PERCEIVED BARRIERS TO EFFECTIVE SYMPTOM MANAGEMENT IN HOSPICE
Daniel C. Johnson MD, Cordt T. Kassner PhD, Janet Houser PhD, Jean S. Kutner MD, MSPH. University of Colorado Denver, Denver, Colorado.
BACKGROUND: Dying patients frequently suffer from pain and non-pain symptoms, even in hospice - a setting specializing in end-of-life care. While for some symptoms this unrelieved burden may reflect a lack of effective treatments, the barriers to effective symptom management in hospice remain unclear.
METHODS: We surveyed nurses from hospices affiliated with the Population-based Palliative Care Research Network (PoPCRN), a national research network of hospice organizations. We asked each participant to specify barriers to the five symptoms they found most difficult to manage. Descriptive statistics, non-parametric techniques and factor analyses were used to describe patterns of barriers among common symptoms.
RESULTS: 867/1710 (51%) nurses from 67 hospices in 25 US States returned surveys.
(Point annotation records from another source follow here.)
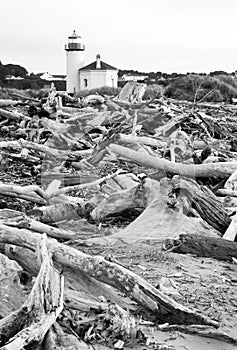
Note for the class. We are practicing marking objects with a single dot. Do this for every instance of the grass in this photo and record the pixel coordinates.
(105, 90)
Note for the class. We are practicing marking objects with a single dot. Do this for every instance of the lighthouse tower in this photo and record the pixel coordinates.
(74, 61)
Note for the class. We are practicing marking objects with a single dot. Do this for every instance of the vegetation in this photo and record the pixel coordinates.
(193, 87)
(218, 86)
(153, 91)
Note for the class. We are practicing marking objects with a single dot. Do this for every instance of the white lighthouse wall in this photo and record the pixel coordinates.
(74, 62)
(95, 79)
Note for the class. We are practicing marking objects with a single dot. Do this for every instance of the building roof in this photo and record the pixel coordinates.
(103, 66)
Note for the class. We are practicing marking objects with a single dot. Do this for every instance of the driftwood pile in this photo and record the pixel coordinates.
(100, 170)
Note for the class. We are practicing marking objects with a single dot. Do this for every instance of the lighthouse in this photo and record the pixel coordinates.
(74, 61)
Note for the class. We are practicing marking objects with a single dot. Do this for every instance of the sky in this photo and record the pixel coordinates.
(146, 35)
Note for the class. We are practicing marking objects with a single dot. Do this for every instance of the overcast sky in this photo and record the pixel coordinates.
(145, 35)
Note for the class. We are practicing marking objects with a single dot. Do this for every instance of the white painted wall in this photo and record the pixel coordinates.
(74, 61)
(96, 79)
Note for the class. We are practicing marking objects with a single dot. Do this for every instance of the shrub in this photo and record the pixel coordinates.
(194, 87)
(153, 91)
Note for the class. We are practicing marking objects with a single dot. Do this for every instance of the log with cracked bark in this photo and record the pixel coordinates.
(29, 324)
(205, 202)
(217, 170)
(163, 307)
(52, 152)
(210, 247)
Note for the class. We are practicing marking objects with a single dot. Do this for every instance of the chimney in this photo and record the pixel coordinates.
(98, 62)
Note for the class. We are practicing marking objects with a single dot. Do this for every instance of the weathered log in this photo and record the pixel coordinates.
(221, 169)
(211, 247)
(85, 185)
(29, 324)
(57, 212)
(231, 231)
(28, 197)
(56, 338)
(67, 179)
(77, 283)
(163, 307)
(226, 192)
(205, 202)
(10, 115)
(40, 227)
(52, 152)
(159, 221)
(142, 140)
(202, 331)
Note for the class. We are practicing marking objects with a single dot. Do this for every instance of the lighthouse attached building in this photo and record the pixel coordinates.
(95, 75)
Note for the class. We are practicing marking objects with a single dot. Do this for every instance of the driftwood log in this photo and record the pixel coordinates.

Mean nursing and hospice experience were 10.5 years [range 0.5-50 years] and 4.4 years [range 0.1-25 years] respectively. Most nurses (80%) provided care in the home setting. The symptoms that were most difficult to manage were agitation (45%), pain (40%), dyspnea (34%), confusion (33%) and pressure ulcers (27%). Less than half (43%) of respondents felt often or almost always successful in relieving distress from their selected symptoms. Nurses reported success in relieving pain (96%), constipation (85%) and nausea (84%), but were unsuccessful in relieving weakness (7%), fatigue (11%) and anorexia (11%). The most common perceived barriers to effective symptom management were the inability of care providers to implement or maintain recommended treatments (38%), patients or families not wanting recommended treatments (38%), competing demands from other distressing symptoms (37%), and acceptance of the symptom as a consequence of other treatments (33%). Through factor analysis, the 15 most frequently reported symptoms were classified into 3 groups based on patterns of barriers: symptoms with well-defined treatments and high rates of perceived success such as pain, dyspnea, and nausea; symptoms with less clear treatments and low rates of success such as weakness, fatigue, and anorexia; and two psychological symptoms - depression and irritability - that demonstrated a broader spectrum of contributing barriers.
CONCLUSION: These hospice nurses identified a variety of complex barriers contributing to unrelieved symptom burden. Potential interventions should take into account the differing patterns of barriers to effectively treat these frequent and distressing symptoms.
PUBLISHED: Johnson, DC, CT Kassner, J Hauser, JS Kutner. 2005. "Barriers to Effective Symptom Management in Hospice" Journal of Pain and Symptom Management, 29(1):69-79.